To mark the boundary
which in October, 1765, had been agreed upon between the Carolinas and the Cherokees,1 he, at the cost of an impoverished and suffering Colony,2 marched a company of riflemen through the woods,3 to the banks of Reedy River.
The Beloved Men of the Cherokees met him on the way. ‘The Man above,’ said their Orator, ‘is head of all He made the land and none other, and he told me that the land I stand on is mine, and all that is in it. True it is, the Deer and the Buffaloes and the Turkeys are almost gone.
I refer all to him above.
The White People eat what they have here; but our food is further off. The land is very good, but I will not love it. The land on this side the line I will not love, I give it to the White People.

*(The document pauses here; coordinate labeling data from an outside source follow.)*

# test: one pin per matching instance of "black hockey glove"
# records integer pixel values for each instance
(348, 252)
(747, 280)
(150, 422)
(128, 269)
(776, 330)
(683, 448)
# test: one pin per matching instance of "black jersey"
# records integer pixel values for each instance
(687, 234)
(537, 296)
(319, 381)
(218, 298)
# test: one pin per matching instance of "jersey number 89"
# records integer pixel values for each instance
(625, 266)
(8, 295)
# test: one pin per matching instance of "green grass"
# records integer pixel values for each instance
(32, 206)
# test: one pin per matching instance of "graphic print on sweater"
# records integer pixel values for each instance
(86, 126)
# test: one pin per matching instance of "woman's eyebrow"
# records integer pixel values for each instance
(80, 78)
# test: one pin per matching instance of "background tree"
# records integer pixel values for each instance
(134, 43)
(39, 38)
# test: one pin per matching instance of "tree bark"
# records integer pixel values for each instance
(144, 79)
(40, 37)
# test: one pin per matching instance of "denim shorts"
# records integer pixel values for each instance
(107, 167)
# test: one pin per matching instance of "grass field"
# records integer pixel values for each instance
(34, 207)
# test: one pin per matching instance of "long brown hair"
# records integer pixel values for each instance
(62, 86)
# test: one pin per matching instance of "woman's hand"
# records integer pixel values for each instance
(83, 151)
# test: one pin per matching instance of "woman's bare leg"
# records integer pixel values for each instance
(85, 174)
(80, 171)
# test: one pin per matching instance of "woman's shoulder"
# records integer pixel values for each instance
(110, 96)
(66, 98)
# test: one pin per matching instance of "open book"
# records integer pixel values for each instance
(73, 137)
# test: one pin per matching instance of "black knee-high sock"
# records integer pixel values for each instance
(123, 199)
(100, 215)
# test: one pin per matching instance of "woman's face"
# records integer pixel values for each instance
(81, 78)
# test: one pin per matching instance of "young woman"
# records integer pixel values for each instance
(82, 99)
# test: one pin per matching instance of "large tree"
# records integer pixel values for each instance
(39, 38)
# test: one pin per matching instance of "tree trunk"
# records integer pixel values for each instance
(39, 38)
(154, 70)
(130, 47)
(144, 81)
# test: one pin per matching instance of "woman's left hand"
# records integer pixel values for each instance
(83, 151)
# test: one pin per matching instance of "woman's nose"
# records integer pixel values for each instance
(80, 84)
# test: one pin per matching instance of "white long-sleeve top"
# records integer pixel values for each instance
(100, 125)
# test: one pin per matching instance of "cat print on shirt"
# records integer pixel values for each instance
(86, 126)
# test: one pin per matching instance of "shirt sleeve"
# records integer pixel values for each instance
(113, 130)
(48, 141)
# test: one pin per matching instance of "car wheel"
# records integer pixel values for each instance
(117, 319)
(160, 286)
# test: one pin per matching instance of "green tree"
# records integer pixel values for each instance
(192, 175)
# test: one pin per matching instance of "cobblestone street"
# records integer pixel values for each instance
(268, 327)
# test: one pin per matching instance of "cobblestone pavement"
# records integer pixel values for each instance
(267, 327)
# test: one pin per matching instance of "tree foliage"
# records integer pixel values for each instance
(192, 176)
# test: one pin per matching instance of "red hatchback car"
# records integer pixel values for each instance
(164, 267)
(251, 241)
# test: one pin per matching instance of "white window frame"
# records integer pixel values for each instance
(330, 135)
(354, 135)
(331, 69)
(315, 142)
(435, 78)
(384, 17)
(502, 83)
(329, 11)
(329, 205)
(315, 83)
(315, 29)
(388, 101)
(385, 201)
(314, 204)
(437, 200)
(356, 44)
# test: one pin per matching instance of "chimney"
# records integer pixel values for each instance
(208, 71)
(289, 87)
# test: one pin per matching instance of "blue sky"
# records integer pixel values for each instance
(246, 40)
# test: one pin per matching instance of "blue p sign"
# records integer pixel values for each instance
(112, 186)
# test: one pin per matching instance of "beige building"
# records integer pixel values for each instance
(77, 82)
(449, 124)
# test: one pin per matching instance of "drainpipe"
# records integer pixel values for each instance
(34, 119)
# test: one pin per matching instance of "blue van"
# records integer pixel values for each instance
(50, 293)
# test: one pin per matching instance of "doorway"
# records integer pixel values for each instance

When they buy land, they give what soon wears out; but land lasts always.
Yet the land is given when the line is run.’4 As he spoke, he laid down a string of beads on the course of the border.
From the Elm Tree on Reedy River, the frontier was marked as far as to an Oak on the top of the Mountains which rise over the sources of the Pacolet and the Broad; and thence it was agreed that it should run directly to Chiswell's Lead Mines on the New River branch of the Kanawha.5 The Cherokee Chiefs, who knew well the cruelty and craft of the most pernicious beast of prey in the mountains,
1 Tryon to Rutherford, &c., Commissioners, 4 June, and 6 June, 1767.
2 Compare Martin's History of North Carolina, II. 228.
3 Tryon to Secretary of State, 8 July, 1767.
4 Jud's Friend's Talk in reply to Tryon, at Tyger River Camp, 2 June, 1767.
5 Deed with the Cherokees, 13 June, 1767.